Executed well, the formulaic Christmas film works. But when a genre has the longevity and success, filmmakers often feel the need to add new wrinkles to keep them feeling predictable. Typically, reviving or sustaining a genre requires subverting the common tropes that audiences have come to recognize. It’s why a new style of horror film pops up that subverts genre standards by, say, using a shaky cam or subverting the genre altogether. But this is also why for every Paranormal Activity or Scream, there are 1,000 terrible films no one bothers seeing.

Considering this, you have the second mistake of modern holiday movies. Many attempt to subvert genre standard by cynically undermining the feel-good sentimentality of the holidays. There’s the Family Stone, which sees a family get-together grow increasingly more excruciating, and The Night Before, which sees three friends attempting to relive their pre-Christmas shenanigans in a way that leaves a bad taste in your mouth. Bad Santa is the only movie in recent years that nails the cynical twist, but it’s hardly a capital C Christmas movie that makes for wholesome family viewing.

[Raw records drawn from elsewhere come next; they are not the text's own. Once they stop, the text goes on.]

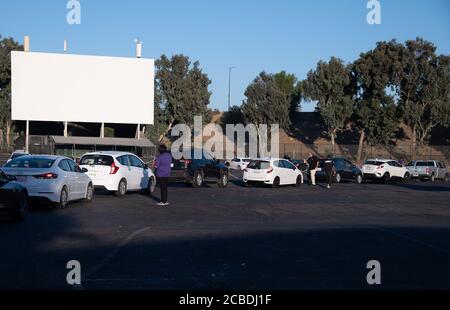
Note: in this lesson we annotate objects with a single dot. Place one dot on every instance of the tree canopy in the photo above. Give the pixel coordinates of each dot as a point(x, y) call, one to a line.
point(266, 103)
point(329, 85)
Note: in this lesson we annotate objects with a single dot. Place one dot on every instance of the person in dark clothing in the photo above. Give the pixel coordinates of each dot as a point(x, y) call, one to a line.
point(329, 170)
point(163, 163)
point(313, 163)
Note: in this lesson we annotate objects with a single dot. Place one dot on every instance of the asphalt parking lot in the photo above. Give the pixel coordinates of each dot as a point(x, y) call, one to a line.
point(238, 238)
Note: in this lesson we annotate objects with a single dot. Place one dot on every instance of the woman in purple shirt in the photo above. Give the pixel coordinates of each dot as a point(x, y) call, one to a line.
point(163, 163)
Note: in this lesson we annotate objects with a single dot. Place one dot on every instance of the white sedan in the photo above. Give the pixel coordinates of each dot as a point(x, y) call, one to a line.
point(273, 171)
point(118, 172)
point(56, 179)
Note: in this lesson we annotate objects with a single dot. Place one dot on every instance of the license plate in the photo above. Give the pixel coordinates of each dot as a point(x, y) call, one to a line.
point(21, 179)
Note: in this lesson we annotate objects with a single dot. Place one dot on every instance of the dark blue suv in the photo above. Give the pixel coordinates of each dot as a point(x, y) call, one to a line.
point(196, 172)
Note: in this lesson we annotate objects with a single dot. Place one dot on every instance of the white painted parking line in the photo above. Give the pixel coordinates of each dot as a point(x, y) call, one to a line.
point(236, 177)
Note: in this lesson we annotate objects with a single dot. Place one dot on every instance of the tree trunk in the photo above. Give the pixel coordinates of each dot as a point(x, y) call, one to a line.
point(8, 133)
point(362, 135)
point(414, 143)
point(333, 142)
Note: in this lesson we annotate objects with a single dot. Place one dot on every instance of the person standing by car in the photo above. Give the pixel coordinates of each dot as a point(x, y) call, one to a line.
point(313, 162)
point(329, 170)
point(163, 163)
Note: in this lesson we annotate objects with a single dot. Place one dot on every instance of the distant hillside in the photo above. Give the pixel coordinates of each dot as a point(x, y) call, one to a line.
point(308, 128)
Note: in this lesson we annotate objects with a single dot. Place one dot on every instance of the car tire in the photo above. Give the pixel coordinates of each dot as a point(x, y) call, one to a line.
point(89, 193)
point(223, 181)
point(276, 182)
point(63, 198)
point(151, 185)
point(338, 178)
point(198, 179)
point(359, 179)
point(121, 188)
point(23, 208)
point(299, 181)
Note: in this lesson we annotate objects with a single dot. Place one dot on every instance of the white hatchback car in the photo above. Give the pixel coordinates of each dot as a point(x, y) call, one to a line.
point(118, 172)
point(51, 178)
point(273, 171)
point(384, 169)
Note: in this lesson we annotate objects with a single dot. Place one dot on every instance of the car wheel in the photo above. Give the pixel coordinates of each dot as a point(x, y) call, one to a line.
point(151, 185)
point(89, 193)
point(63, 198)
point(23, 208)
point(359, 179)
point(276, 182)
point(121, 189)
point(223, 181)
point(198, 179)
point(299, 181)
point(338, 178)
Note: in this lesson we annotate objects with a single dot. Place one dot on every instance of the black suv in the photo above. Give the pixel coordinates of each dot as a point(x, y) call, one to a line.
point(345, 170)
point(197, 171)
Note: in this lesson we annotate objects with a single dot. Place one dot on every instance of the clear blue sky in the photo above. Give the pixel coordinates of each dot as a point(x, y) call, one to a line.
point(253, 35)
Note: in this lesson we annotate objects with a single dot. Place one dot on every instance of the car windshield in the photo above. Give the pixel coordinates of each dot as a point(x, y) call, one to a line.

There’s a reason Elf is the one modern holiday film that sustains. It creates one character who fully embodies the holiday spirit and thrusts him into a world of cynics. It both fully embraces the genre and subverts it. Lesser movies would have made Buddy a character to be laughed at due to his naïveté and lack of common sense, but Elf makes Buddy a hero worth rooting for because his heart is always in the right place. Will Ferrell’s Buddy is a ball of wonder and energy who knows the world isn’t perfect but he also doesn’t ignore all the wonderful things around him. He’s the cheery antidote to modern society’s cynical outlook. Everyone around Buddy is constantly trying to force him to give up his optimism but his infectious Christmas cheer ends up winning over all the spirit-less losers.

Until filmmakers figure this out, we’ll all be forced to watch the same holiday films over and over again. And that’s just fine, because holiday movies are meant for that. But it would be nice to have a new one in the rotation to shake things up a bit. So, in the spirit of holiday movies, I’ll believe that a modern Christmas classic is right around the corner. And I’ll hope that one year someone does it right.